The National Health Insurance Fund (NHIF) is regulated by the Health Insurance Act (1998), which introduced the mandatory health insurance and regulates the supplementary health insurance in Bulgaria. It was founded on 15th March 1999 as an independent public institution separated from the structure of the social healthcare system and has its own bodies of management. The NHIF budget is separated from the state budget. The National Assembly on an annual basis votes it. The NHIF Budget Act determines the amount of the health insurance contribution.
The obligatory health insurance is a system for health protection of the population. The NHIF carries out the obligatory health insurance in the country.
The voluntary health insurance is supplementary and is implemented by joint stock companies registered under the Commercial Law and licensed under the terms and procedure of the Health Insurance Act (HIA).
The obligatory health insurance in Bulgaria is implemented on the basis of the following MAJOR PRINCIPLES:
Obligatory participation in raising the contributions
This is the most typical principle of the present-day social security systems, which ensures that revenues have been generated from the contributions of all the citizens in the country.
Participation of the state, the insured and the employers in the NHIF management
The national health insurance fund is a public organisation and its structure follows the logic of funds being managed by those who pay in them. The “Employers, state and insured” tripartism is in the basis of the assembly of NHIF representatives and in governing the processes running in the national health insurance fund.
Solidarity of the insured in using the raised funds
The principle of solidarity provides for the possibility to redistribute the income from contributions from the healthy to the ill, from the rich to the poor, from the young to the adults.
Responsibility of the insured for their own health
Every insured individual has to be individually responsible for his/her health and fulfil the instructions of medical care providers and the requirements for disease prevention in accordance with the National Framework Contract (NFC) and the contracts with providers.
To be able to raise the responsibility for their own health, the insured citizens pay a certain user fee when using medical services.
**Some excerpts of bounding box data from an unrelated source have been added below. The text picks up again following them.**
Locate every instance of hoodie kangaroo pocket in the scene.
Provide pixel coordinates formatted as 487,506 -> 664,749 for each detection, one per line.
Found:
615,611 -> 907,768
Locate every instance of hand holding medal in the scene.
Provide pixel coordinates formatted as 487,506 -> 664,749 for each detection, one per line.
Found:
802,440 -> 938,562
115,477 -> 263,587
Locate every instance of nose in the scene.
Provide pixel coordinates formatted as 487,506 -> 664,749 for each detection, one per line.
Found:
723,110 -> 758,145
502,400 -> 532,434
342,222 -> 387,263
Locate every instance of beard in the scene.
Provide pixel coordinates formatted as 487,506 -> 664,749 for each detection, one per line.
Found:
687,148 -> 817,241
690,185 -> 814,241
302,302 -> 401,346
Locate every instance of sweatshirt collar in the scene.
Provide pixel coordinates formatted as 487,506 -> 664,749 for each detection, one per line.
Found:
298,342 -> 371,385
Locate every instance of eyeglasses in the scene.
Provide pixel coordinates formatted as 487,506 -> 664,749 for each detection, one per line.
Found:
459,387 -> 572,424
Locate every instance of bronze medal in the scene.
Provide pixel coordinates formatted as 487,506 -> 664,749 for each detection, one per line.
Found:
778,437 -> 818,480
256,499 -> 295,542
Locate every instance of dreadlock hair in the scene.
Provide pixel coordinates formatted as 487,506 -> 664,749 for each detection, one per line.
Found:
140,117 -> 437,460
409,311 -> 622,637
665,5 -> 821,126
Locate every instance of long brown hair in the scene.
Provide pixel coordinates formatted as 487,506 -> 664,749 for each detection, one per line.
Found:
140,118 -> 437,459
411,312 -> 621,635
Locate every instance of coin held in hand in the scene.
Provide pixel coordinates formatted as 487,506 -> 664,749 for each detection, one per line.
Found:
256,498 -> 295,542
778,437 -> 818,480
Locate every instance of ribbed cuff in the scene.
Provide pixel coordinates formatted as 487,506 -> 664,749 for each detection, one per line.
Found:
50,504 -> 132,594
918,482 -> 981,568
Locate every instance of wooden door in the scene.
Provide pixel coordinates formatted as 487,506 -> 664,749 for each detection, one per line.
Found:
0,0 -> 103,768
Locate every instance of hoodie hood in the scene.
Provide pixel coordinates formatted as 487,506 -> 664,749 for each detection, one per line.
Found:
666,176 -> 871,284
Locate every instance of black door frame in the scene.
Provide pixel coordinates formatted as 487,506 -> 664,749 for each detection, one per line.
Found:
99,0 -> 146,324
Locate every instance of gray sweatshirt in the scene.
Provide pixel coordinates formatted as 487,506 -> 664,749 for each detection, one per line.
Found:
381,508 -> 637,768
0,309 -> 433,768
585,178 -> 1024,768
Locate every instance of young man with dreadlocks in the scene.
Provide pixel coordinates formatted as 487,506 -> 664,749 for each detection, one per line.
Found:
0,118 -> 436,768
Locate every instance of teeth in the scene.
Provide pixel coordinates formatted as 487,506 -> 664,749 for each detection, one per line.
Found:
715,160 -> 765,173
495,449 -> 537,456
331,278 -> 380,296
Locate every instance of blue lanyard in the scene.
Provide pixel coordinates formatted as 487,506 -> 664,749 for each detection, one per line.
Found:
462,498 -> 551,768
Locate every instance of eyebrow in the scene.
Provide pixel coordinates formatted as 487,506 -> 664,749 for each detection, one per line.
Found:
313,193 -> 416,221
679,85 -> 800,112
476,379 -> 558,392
The user fee amount is fixed in the Health Insurance Act. This is a minimum cost, which does not depend on the real value of the services used. The amount paid per visit to a GP, a specialist from the outpatient medical care or a dentist is 1% of the minimum salary fixed for the country. 2% of the minimum salary for the country is paid for a day’s stay in a hospital care establishment, but not more than 10 days a year. A patient who needs a long treatment does not pay a user fee after the 10th day.
Certain groups of citizens have been exempted from the user fee: individuals suffering from diseases specified in a list in the National Framework Contract, expectant mothers, children under 18, unemployed, the military, war veterans, disabled soldiers, socially underprivileged and individuals in social institutions, medical specialists.
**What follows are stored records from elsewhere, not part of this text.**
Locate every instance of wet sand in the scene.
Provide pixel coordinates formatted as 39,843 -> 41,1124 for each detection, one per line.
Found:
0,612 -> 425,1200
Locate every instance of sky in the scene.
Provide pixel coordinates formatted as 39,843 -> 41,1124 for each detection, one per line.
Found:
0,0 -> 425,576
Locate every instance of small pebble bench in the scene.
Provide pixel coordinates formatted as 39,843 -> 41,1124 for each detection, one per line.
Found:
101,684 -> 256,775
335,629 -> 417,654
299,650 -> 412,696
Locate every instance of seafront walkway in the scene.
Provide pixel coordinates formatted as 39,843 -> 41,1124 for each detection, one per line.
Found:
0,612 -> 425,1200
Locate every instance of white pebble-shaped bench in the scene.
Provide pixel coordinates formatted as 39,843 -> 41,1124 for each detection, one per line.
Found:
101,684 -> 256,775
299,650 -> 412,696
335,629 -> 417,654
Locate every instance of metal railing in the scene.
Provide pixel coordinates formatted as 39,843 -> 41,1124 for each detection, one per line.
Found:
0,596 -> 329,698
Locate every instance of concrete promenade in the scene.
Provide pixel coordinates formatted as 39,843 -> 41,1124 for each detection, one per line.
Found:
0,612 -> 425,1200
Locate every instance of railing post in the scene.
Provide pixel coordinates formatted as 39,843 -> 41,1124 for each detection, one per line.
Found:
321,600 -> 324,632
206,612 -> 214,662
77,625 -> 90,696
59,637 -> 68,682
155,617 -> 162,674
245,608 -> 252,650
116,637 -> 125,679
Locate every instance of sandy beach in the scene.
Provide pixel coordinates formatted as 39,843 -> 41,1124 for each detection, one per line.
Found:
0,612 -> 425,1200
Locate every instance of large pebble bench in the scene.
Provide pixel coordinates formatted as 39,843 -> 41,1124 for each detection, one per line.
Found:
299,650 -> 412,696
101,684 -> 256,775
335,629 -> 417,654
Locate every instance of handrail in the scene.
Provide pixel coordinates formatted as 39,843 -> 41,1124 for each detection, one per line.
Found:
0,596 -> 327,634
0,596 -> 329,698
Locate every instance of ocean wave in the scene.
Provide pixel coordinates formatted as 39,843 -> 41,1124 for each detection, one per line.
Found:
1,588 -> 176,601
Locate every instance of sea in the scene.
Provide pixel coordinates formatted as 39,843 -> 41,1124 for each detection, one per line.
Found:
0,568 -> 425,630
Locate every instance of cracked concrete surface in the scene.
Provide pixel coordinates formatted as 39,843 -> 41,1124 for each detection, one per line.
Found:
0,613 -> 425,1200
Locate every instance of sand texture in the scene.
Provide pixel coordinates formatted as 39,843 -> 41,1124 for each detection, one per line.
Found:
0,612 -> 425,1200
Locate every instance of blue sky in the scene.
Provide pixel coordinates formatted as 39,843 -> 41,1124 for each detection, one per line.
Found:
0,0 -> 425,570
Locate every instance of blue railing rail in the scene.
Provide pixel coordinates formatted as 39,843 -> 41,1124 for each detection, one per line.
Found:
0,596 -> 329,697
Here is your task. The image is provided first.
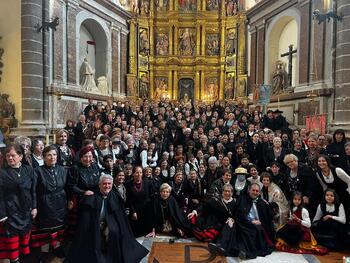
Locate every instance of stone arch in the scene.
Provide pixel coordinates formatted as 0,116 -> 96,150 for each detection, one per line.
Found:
264,8 -> 300,86
76,11 -> 112,94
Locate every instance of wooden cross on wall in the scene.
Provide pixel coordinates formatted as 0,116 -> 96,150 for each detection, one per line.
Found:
281,45 -> 297,87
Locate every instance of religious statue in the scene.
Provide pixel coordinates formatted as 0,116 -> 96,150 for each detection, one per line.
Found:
207,0 -> 219,11
139,73 -> 149,99
140,0 -> 149,16
225,28 -> 236,56
179,28 -> 196,56
0,94 -> 15,118
97,76 -> 108,95
155,0 -> 168,11
237,77 -> 247,97
225,76 -> 234,100
272,60 -> 287,95
154,77 -> 168,100
80,58 -> 99,93
127,76 -> 137,96
226,0 -> 237,16
206,34 -> 220,56
205,78 -> 219,100
156,34 -> 169,56
140,28 -> 149,56
178,0 -> 196,11
0,37 -> 5,82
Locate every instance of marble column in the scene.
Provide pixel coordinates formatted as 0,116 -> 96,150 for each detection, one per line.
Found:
67,0 -> 79,85
331,0 -> 350,130
18,0 -> 48,135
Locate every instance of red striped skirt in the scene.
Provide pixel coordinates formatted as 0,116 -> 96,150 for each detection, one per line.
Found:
0,223 -> 30,260
30,225 -> 65,248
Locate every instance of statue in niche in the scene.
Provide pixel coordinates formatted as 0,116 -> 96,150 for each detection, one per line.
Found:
0,37 -> 5,82
154,77 -> 168,100
226,0 -> 237,16
129,0 -> 139,14
97,76 -> 108,95
272,60 -> 288,95
206,34 -> 220,56
236,77 -> 247,97
225,75 -> 234,100
155,0 -> 168,11
178,0 -> 196,11
156,34 -> 169,56
127,77 -> 137,96
139,73 -> 149,99
0,94 -> 15,119
179,28 -> 196,56
140,0 -> 149,16
207,0 -> 219,11
205,78 -> 219,100
80,58 -> 99,93
140,28 -> 149,56
225,29 -> 236,56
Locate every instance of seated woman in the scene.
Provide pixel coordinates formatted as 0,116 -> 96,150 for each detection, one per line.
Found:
260,172 -> 289,229
187,184 -> 235,242
148,183 -> 191,237
312,188 -> 346,249
276,192 -> 328,255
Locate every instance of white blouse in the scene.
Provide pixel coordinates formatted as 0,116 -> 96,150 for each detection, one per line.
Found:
312,204 -> 346,224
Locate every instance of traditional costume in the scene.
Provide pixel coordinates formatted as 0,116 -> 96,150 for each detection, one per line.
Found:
31,165 -> 67,248
66,191 -> 148,263
234,195 -> 275,259
276,207 -> 328,255
0,164 -> 36,260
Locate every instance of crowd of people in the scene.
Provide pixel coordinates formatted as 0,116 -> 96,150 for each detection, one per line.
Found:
0,99 -> 350,263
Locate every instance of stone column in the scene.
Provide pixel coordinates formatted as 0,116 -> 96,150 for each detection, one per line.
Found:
248,27 -> 257,93
67,0 -> 79,85
120,28 -> 129,96
19,0 -> 47,135
110,25 -> 120,97
331,0 -> 350,132
256,25 -> 265,84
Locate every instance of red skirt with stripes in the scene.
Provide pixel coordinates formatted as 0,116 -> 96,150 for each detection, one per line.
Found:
0,223 -> 30,260
30,225 -> 65,248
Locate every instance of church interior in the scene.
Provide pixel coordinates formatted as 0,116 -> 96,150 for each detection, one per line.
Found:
0,0 -> 350,134
0,0 -> 350,263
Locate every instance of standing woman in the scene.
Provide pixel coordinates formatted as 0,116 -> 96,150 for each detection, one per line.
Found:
31,139 -> 45,168
316,155 -> 350,224
55,129 -> 74,168
0,144 -> 37,263
31,145 -> 67,260
68,146 -> 100,237
126,166 -> 154,237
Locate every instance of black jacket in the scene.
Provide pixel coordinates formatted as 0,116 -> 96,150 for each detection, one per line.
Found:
0,164 -> 36,235
66,191 -> 148,263
35,165 -> 67,229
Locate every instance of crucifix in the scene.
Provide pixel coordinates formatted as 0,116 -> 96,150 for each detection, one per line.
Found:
281,45 -> 297,87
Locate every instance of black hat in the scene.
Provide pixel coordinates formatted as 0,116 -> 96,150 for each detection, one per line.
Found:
273,109 -> 283,113
103,154 -> 113,162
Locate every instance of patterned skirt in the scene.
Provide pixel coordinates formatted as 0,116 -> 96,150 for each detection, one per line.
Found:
30,225 -> 65,248
0,223 -> 30,260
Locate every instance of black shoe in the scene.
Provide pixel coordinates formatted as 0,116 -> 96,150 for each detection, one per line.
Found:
52,247 -> 66,258
38,252 -> 50,263
238,251 -> 247,260
208,243 -> 226,256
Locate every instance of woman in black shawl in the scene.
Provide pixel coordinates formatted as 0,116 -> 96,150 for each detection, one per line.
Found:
66,174 -> 148,263
150,183 -> 191,237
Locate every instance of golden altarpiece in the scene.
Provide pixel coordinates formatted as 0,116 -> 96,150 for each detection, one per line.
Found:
127,0 -> 247,101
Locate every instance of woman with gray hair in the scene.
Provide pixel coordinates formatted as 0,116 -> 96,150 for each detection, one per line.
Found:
148,183 -> 191,237
188,184 -> 236,242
Equality in the use of medical care
Accessibility to medical care is a major requirement of the European social health insurance systems. All citizens have equal rights of access to medical care within the frames of the package of medical services guaranteed by the NHIF.
Equality of the medical care providers on signing contracts with a regional health insurance fund.
Every medical care provider registered with a given regional health insurance fund (RHIF) has the right to apply for a contract with a RHIF. The RHIF director may withhold conclusion of a contract with a provider meeting the requirements of the law and the NFC, including also cases when the health card has been filled in.
Self-government of NHIF
The NHIF was founded as an independent public institution separated from the structure of the public health protection system and has its own bodies of management.
Representatives of the insured individuals who stand up for their rights participate in the NHIF management, too.
Negotiating the relations between the NHIF and the medical care providers
According to the Health Insurance Act, the financial relations between NHIF and the medical care providers are negotiated at two levels:
national – by signing a National Framework Contract with the professional organisations of physicians and dentists;
Individual – by signing individual contracts.
If a provider of medical or dental care does not want to sign a contract with the health insurance fund, his/her work will not be paid for by the fund. The NHIF may withhold contracts of medical and dental care providers, if they do not meet the requirements for signing a contract and providing treatment of good quality.
The insured individuals are free to choose medical care providers who have signed a contract with the health insurance fund
With the introduction of the health insurance system, the freedom of choice of a medical care provider is guaranteed and the insured citizens have the right to use the services of medical professionals and of health and medical establishments that have concluded a contract with the health insurance fund, regardless of their location within the territory of the country and the form of ownership.
Publicity in the NHIF activities
The NHIF is a public organisation, which publishes its budget and reports, the rules of its operation and the National Framework Contract.
The HIA provides for wide possibilities for public, as well as financial control over the NHIF activities, carried out by the Ministry of Health, the Parliament, the Audit Office, the State Financial Control, the Directorate for Specialised Medical Supervision at the Ministry of Health, as well by the health insurance fund bodies of management – the Assembly of Representatives, the Board of Managers and the Audit Council.
The National Health Insurance Fund cannot possess health and medical establishments and pharmacies.